Comprehensive Guide to Git Branching: Create, Switch, Delete
Learn how to create, switch, track, organize, and safely delete Git branches in everyday development workflows.
Comprehensive Guide to Git Branching: Create, Switch, Delete
Git branching lets you work on a feature, fix, or experiment without disturbing the main line of development. A good branching habit keeps your changes organized and makes reviews, testing, and rollback much easier.
Branches are lightweight pointers to commits. That means creating, switching, and deleting them is fast, but the choices you make still affect how clearly your project history reads.
What a Git Branch Is
A Git branch is a movable name that points to a commit. When you commit new work on a branch, Git moves that branch name forward to the new commit.
Most projects have a primary branch such as main or master. Teams usually keep that branch stable, then create short-lived branches for specific work:
git switch -c fix-login-timeout
This creates a new branch and switches to it. Older Git examples may use:
git checkout -b fix-login-timeout
Both patterns are common, but git switch is easier to read because it focuses only on branch movement.
Branch names should be specific enough to explain the work. feature is too vague. feature/add-health-check-endpoint or fix/nginx-502-upstream-timeout is much better. A clear name helps you and your reviewers understand the branch before opening any files.
Creating and Switching Branches
Before creating a branch, start from the right base. For most teams, that means updating your primary branch first:
git switch main
git pull
git switch -c feature/add-metrics-endpoint
This reduces the chance that your new branch starts from stale code. It does not eliminate conflicts, but it gives you a cleaner starting point.

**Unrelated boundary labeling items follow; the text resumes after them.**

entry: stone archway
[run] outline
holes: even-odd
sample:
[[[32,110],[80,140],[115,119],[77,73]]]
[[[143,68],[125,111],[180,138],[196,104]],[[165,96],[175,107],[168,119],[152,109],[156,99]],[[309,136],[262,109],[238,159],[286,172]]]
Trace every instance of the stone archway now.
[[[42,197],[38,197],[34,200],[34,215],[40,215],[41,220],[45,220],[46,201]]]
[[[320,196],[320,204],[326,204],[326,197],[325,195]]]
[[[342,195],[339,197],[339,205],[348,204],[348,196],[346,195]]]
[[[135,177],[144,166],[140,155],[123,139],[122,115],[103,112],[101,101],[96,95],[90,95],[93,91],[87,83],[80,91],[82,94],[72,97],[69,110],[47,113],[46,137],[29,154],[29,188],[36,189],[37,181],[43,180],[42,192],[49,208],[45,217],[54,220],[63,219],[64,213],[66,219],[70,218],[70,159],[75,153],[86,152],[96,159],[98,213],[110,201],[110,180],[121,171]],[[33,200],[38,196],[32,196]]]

To list local branches, run:
git branch
The current branch has an asterisk next to it. To see remote branches too, use:
git branch -a
To switch to an existing branch:
git switch branch-name
If the branch exists only on the remote, you can usually create a local tracking branch with:
git switch --track origin/branch-name
Tracking matters because it connects your local branch to its remote counterpart. Once tracking is set, simple commands like git pull and git push know which remote branch to use.
For a concrete scenario, imagine you need to patch a Jenkins pipeline failure while also working on a larger Docker image cleanup. Put those changes on separate branches. The urgent patch can be reviewed and merged quickly, while the larger cleanup can continue without blocking it.
For related basics, see getting started with Git repositories.
Keeping Branches Organized
Branches become messy when they stay open too long or collect unrelated changes. The best branch is usually small, focused, and easy to review.
Use one branch for one purpose:
- A bug fix branch should include the fix and any related tests.
- A feature branch should include the feature, not drive-by refactors.
- A cleanup branch should avoid behavior changes unless they are clearly part of the cleanup.
Before pushing, check your work:
git status
git diff --staged
This catches accidental files and unrelated edits. It is especially useful in DevOps repositories where generated files, local config, and secret templates may sit near real source files.
When your branch needs the latest changes from main, you have two common options:
git merge main
or:
git rebase main
Merge preserves the exact branch history. Rebase rewrites your branch commits on top of the latest base. Both are useful, but teams should agree on which style they expect before merging shared work. If you are unsure, prefer the workflow documented by your project.
Deleting Branches Safely
Deleting old branches keeps your repository easier to navigate. After a branch has been merged, delete the local copy with:
git branch -d branch-name
The lowercase -d is the safer option. Git refuses to delete the branch if it believes the work has not been merged.
If you truly need to delete an unmerged local branch, use:
git branch -D branch-name
Use this carefully. It removes the branch name even if the commits are not merged. The commits may still be recoverable for a while through the reflog, but you should not treat that as a normal safety net.
To delete a remote branch:
git push origin --delete branch-name
Only delete remote branches when the work is merged, abandoned, or clearly owned by you. On shared teams, remote branches may be used by reviews, deployment previews, or other developers.
You can clean stale remote-tracking references with:
git fetch --prune
This removes local references to remote branches that no longer exist on the server. It does not delete real remote branches.
When to Ask a Teammate
Branch creation and switching are low-risk operations. The risky moments are deleting unmerged work, force-pushing, and rebasing branches that other people may already be using.
Ask before force-pushing to a shared branch. Also ask before deleting a remote branch that you did not create. In CI/CD-heavy repositories, a branch may trigger builds, previews, or deployment rules that are not obvious from Git alone.
Good branching is mostly about clarity. Create a branch from the right base, name it after the work, keep it focused, and delete it when it is no longer needed. Those habits make Git easier for you and safer for the whole team.